This supplementary information is collated from multiple sources and compiled automatically.

ADRM1 known also as ARM-1 or arm protein is an essential component of the proteasome system playing an important role in ubiquitin-proteasome pathway. Its molecular mass is about 42-46 kDa. ADRM1 protein is expressed across various tissues with significant presence in tissues requiring active protein degradation such as liver muscle and neurons. This protein interacts with other subunits in large protein complexes contributing to the regulation of protein turnover.
Biological function summary

The ADRM1/ARM-1 protein binds ubiquitinated substrates and shuttles them to the 26S proteasome for degradation. It acts as a receptor on the regulatory particle of the proteasome complex where it recruits deubiquitinating enzymes. This positions ADRM1 as an integral part of the protein degradation machinery ensuring removal of damaged misfolded or unnecessary proteins and maintaining cellular protein homeostasis.

Pathways

ADRM1 plays a significant role within the ubiquitin-proteasome pathway which is important for protein catabolism. It partners with regulatory proteins like Rpn13 to mediate the recognition and processing of polyubiquitinated substrates. The efficient functioning of this pathway highlights its importance in regulating the cell cycle and various signaling pathways including NF-kB signaling which affects immune response and apoptosis.

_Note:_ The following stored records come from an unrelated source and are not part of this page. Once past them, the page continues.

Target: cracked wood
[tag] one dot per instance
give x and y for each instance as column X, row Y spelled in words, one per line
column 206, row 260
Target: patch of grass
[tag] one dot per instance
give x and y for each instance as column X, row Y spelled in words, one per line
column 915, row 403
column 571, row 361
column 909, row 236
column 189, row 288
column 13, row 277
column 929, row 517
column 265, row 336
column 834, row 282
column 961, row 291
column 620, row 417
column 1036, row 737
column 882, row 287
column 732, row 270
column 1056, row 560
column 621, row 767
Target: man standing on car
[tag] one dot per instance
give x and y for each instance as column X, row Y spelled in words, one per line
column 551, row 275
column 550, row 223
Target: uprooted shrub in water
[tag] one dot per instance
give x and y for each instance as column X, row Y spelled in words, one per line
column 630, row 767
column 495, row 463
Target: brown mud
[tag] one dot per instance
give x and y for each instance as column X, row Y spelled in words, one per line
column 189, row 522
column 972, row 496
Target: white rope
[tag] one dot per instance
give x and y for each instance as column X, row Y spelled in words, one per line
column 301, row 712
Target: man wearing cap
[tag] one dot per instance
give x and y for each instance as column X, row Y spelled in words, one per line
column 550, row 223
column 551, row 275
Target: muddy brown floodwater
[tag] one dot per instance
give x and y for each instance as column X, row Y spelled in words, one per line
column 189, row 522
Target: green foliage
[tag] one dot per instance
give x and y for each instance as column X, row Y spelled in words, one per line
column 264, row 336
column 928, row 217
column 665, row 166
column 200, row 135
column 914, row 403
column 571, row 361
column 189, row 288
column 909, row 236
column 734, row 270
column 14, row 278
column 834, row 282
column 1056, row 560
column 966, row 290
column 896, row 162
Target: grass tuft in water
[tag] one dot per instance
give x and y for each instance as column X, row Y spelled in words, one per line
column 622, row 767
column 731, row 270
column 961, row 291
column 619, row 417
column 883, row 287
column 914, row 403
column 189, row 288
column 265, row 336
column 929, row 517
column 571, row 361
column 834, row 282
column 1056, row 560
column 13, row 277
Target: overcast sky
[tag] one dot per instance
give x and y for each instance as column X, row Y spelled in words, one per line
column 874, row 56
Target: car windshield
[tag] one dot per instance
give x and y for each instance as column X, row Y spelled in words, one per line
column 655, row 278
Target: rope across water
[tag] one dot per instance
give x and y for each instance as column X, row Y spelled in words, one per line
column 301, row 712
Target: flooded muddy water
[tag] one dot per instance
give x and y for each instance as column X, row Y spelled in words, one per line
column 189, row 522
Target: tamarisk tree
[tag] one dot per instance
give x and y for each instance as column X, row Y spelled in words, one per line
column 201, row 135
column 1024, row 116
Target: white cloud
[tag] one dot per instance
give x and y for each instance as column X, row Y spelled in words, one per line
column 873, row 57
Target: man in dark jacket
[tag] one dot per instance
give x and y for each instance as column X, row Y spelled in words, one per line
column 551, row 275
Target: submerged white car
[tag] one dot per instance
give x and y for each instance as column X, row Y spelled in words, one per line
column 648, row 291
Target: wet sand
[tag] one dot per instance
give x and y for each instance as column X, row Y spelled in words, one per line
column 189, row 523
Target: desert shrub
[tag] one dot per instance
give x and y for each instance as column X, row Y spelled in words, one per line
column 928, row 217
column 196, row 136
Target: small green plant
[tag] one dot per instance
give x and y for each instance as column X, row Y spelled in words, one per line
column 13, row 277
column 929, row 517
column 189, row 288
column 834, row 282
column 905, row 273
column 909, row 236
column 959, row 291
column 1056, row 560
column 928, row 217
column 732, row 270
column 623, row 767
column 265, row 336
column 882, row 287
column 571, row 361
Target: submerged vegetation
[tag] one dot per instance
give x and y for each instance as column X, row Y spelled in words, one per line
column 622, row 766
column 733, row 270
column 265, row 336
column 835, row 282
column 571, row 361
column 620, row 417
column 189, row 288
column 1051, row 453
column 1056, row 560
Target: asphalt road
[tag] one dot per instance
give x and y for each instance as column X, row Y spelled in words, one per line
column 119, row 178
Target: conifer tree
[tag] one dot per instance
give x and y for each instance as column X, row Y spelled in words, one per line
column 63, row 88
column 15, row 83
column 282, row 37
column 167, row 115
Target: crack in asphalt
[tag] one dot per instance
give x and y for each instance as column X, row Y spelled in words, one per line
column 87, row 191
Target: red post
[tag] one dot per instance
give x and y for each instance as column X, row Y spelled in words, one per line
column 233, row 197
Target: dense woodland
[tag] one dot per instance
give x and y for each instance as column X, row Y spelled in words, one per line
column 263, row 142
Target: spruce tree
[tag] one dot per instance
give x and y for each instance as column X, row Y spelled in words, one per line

Dysfunction of ADRM1 can lead to pathological consequences. Its aberrant activity links to cancer particularly in solid tumors due to its role in controlling the degradation of cell cycle proteins. Additionally alterations in ADRM1 functionality can affect Alzheimer's disease as proper protein turnover is important in preventing accumulation of protein aggregates. Interactions with proteins like USP14 and UCHL5 further illustrate ADRM1's involvement in these pathologies marking it as a potential therapeutic target.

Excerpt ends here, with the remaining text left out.